The practical application of Li-S batteries is largely impeded by the shuttle effect generated at the cathode which results in a short life cycle of the battery. To address this issue, this work discloses a bimetallic metal-organic framework (MOF) as a sulfur host material based on Al-MOF, commonly called (Al)MIL-53. To obtain a high-adsorption capacity to lithium polysulfides (Li2Sx, 4 <= x <= 8), we present an effective strategy to incorporate sulfiphilic metal ion (Cu2+) with high-binding energy to Li2Sx into the framework. Through a one-step hydrothermal method, Cu2+ is homogeneously dispersed in Al-MOF, producing a bimetallic Al/Cu-MOF as advanced cathode material.

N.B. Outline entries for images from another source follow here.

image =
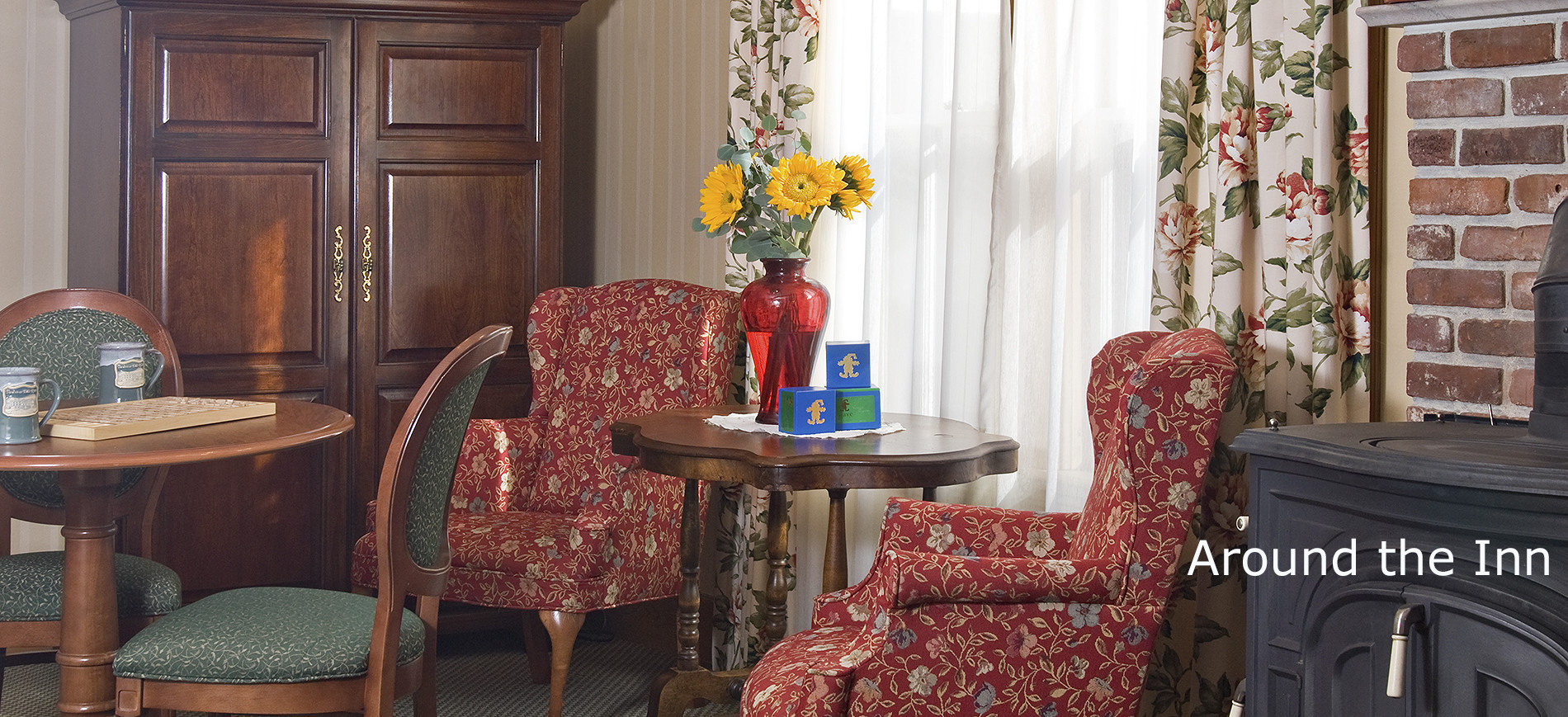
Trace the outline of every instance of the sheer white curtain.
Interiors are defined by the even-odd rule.
[[[859,154],[872,207],[826,221],[811,273],[828,339],[870,339],[886,411],[1022,444],[1016,475],[939,499],[1076,510],[1083,388],[1109,337],[1149,328],[1157,0],[823,3],[812,154]],[[850,579],[887,493],[851,491]],[[825,496],[792,513],[795,626],[820,587]]]

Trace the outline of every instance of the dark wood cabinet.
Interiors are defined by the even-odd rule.
[[[582,0],[60,0],[72,286],[157,312],[191,395],[358,419],[336,444],[179,468],[157,557],[191,593],[347,585],[419,383],[561,282],[561,24]],[[522,342],[488,414],[530,395]]]
[[[1264,552],[1247,577],[1247,714],[1563,714],[1568,446],[1523,428],[1341,424],[1245,431],[1236,447],[1251,453]],[[1421,620],[1397,646],[1403,606]]]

The macroscopic Li2S4 solution permeation test indicates that the Al/Cu-MOF has better adsorption capacity to lithium polysulfides than monometallic Al-MOF. The sulfur-transfusing process is executed via a melt-diffusion method to obtain the sulfur-containing Al/Cu-MOF (Al/Cu-MOF-S). The assembled Li-S batteries with Al/Cu-MOF-S yield improved cyclic performance, much better than that of monometallic Al-MOF as sulfur host. It is shown that chemical immobilization is an effective method for polysulfide adsorption than physical confinement and the bimetallic Al/Cu-MOF, formed by incorporation of sulfiphilic Cu2+ into porous MOF, will provide a novel and powerful approach for efficient sulfur host materials.

Automated summary

This study demonstrates that incorporating Cu2+ into Al-MOF to form bimetallic Al/Cu-MOF as a sulfur host material can improve the adsorption capacity to lithium polysulfides. The melt-diffusion process to obtain sulfur-containing Al/Cu-MOF-S shows improved cyclic performance in Li-S batteries.